Kurulan varlık şirketi, bankalardan, şirketlerden, bugün para etmez hale gelen bu varlıkları, zordaki kuruluşlara da faydası olacak bir fiyattan alır ve sırtlarındaki bu kamburdan kurtulan firmalar, bankalar böylece rahatlamış olur. Piyasa değerleri yeniden yükselir, borsada bunlara olan iltifat yeniden artar. Bu kuruluşlar da yeniden kaynak aracılığına başlarlar ve faiz indirimleri gerçekleşir, yeni kaynak enjeksiyonuyla, ABD ekonomisinde, 2009’un ilk çeyreğinden başlayarak ekonomi yeniden büyümeye başlar. Üstelik Kasım seçimlerinde işbaşına gelecek olan Demokratlarla birlikte yeni bir sayfa açılmış olur. Sarsıntı geçiren firmalar birbirleriyle evlendirilir, güçlendirilir. Kriz, daha sıhhatli bünyelere de vesile olur böylece.

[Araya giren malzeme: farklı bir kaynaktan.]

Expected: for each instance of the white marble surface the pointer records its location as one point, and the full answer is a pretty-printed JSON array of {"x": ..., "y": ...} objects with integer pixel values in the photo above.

Yatırım bankacılığının yol açtığı sarsıntı, bir daha böyle iş kazaları olmasın diye gözden geçirilir, önlemler alınır, kamuoyu da uyarılır. Bu durum Amerikalılara bir ders olur, ölümü gördükleri için sıtmaya razı olur, yardım paketini de sineye çekerler ve hayata dönüşle beraber her şey yeniden yoluna girer. Bütçede, kurtarmalardan dolayı faiz harcamaları arttığı gibi, ABD’nin asker-polis harcamaları da budanmaktadır. Bu, ABD’yi hegemonik dünya gücü olmaktan da çıkaracaktır, artık eskisi gibi saldırganlaşamayacak, gücünü farklı kutuplarla paylaşmayı öğrenecektir. Artık tek kutuplu ABD’den oluşan dünya, Rusyası, İranı, Çini, hatta Brezilyası ile, çok kutuplu bir dünya olmaya doğru seyretmektedir ki, bu da dünya barışı ve istikrarı açısından olumlu bir gelişmedir.

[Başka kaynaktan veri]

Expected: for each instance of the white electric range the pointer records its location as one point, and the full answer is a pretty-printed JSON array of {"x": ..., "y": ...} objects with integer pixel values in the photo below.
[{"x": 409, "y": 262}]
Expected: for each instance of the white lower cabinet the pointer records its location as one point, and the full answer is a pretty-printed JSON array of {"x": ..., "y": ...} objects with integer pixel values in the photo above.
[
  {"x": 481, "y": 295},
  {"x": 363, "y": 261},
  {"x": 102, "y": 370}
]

ABD’deki düzelmeye paralel olarak, AB’de de 350-400 milyar Avroluk bir kurtarma paketi oluşturulur ve orada da mali sisteme bulaşmış toksik maddeler ayıklanır, özellikle reel sektöre atlaması önlenir. ABD’deki iyileşme ile birlikte, AB’de de, 2009’un ilk çeyreğinden başlayarak, ekonomik büyüme kaldığı yerden sürer.

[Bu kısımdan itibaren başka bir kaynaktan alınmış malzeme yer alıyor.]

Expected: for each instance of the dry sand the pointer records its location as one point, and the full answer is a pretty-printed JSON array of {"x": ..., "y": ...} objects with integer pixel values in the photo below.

Pembe senaryomuza göre, ABD ve AB’de kopan film, yardım paketleriyle yapıştırılıp yeniden büyüme temposu kazandıktan sonra, bu durum, bu bölgelerin en büyük tedarikçileri olan başta Çin, G.Kore, Hindistan olmak üzere Asya ülkelerini, petrol ve hammadde üreticisi başta Rusya olmak üzere BDT ülkelerini, Orta Doğu ülkelerini ve son olarak Latin Amerika ülkelerini olumlu etkiler ve buralardan yine ücret malı ürünlerin ihracatı kaldığı yerden devam eder. Kriz konjonktüründe kıymete binip içine kapanan fonlar, yeniden dünyaya açılır ve özellikle aralarında Türkiye’nin de olduğu “yükselen ülkelere” akar da akar. Özelleştirmelere büyük ilgi devam eder, Çin ve Hindistan’ın dizginlenemeyen iştahları, biraz petrol ve emtia fiyatlarını artırsa da, dünyadaki ortalama büyüme hızını yıllık yüzde 5’in üstüne bile çeker.
Pembe Türkiye
Bunun devamı olarak pembe tablomuza göre, Türkiye, ABD ve AB’deki iyileşmelerle beraber yabancı sermaye ve sıcak para girişlerinin yarıştığı bir ülke olmaya devam eder. AB’ye aksayan ihracatın da yeniden hızlanmasıyla öyle çok döviz girişi olur ki, dolar kuru, 1.20 YTL’lerden 1.10’lara doğru geriler. Kurdaki bu iniş, haliyle ithal mal girişini hızlandırır ve fiyatların biraz daha burnunu sürter; enflasyon böylece hedeflenen yıllık yüzde 4-5’lere çekiliverir ve buna paralel olarak faizler de aşağı iner, kredi kullanımı hem tüketici kesimde hem firmalar kesiminde artar, büyüme yeniden yüzde 7’lere çıkarken yatırımlar artar, istihdam hızlanır. Zaten bir istikrar abidesi olan Türkiye ekonomisine yabancıların girişi hızlanır. Kimi özelleştirme projelerine, kimi gayrimenkul yatırımlarına sökün eder, sıcak para borsaya rekor üstüne rekor kırdırır.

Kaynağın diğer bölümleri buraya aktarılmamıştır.